According to S&P, Hannover Re classified major losses as those generating claims of more than €10m ($A16.5m), gross of retrocession.

Althoff said it was “impossible for me to comment right now” on whether the loss to the reinsurer would be in the low double-digit, high double-digit or even triple-digit millions of euros.

According to the latest media reports, the big explosion that devastated Beirut’s port killed about 135 people and injured 5,000, while up to 300,000 people’s homes were damaged. Lebanese officials have attributed the explosion to 2,750 tonnes of unsafely stored ammonium nitrate, according to the BBC.

Answering an analyst’s question about the blast on a call for Hannover Re’s earnings for 1H of calendar 2020, Althoff said the impact on infrastructure would be “massive.”

He said it was too early to determine the insurance penetration in the affected area, because the blast hit an industrialised harbor area, but “we have to assume there is a good level of penetration here, so from that point of view, I guess you will see this on our major loss list on 3Q20”. Althoff said the company was “very, very sorry to see this tragedy happening “.

Hannover Re reported a 72.5% drop in 2Q20 net profit on 2Q19, to €101.5m. That was mainly because of a €380m reserve for covid-19-related property and casualty (P&C) claims, taking the total coronavirus reserve booked for 1H20, to €600m.

Althoff said of the €600m, 40% was for business interruption (BI) ; 25% for credit and surety; 20% for event cancellation and contingency; and the remaining 15% for other business, including travel and engineering.

About 80% of the reserve was for incurred-but-not-reported (IBNR) claims. Hannover Re CEO Jean-Jacques Henchoz told analysts the high IBNR level factored into the €600m P&C reserve “could bring us a lot closer to our final estimate for the covid-19 impact”.

One uncertainty was court battles over denied covid-19 BI claims. Althoff said the €240m BI portion of the reserve assumed no retroactive change to coverage in the US, but took a “balanced view” on court cases in Europe and elsewhere.

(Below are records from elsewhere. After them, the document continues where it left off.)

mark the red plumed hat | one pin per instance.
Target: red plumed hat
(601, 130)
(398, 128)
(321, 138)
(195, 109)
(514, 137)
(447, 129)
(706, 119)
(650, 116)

Henchoz said if all the cases should go against insurers, the €240m number would not be enough. “If insurers should win all cases, … the €240m would be a prudent number.”

On the life and health side (L&H), Hannover Re had booked coronavirus-related losses of €63m for 1H20, of which a little more than 50% was for the US.

L&H head Klaus Mill said L&H coronavirus claims could be “slightly higher” in 2H20 than 1H20, but that depended on whether the US “starts managing the pandemic or not”.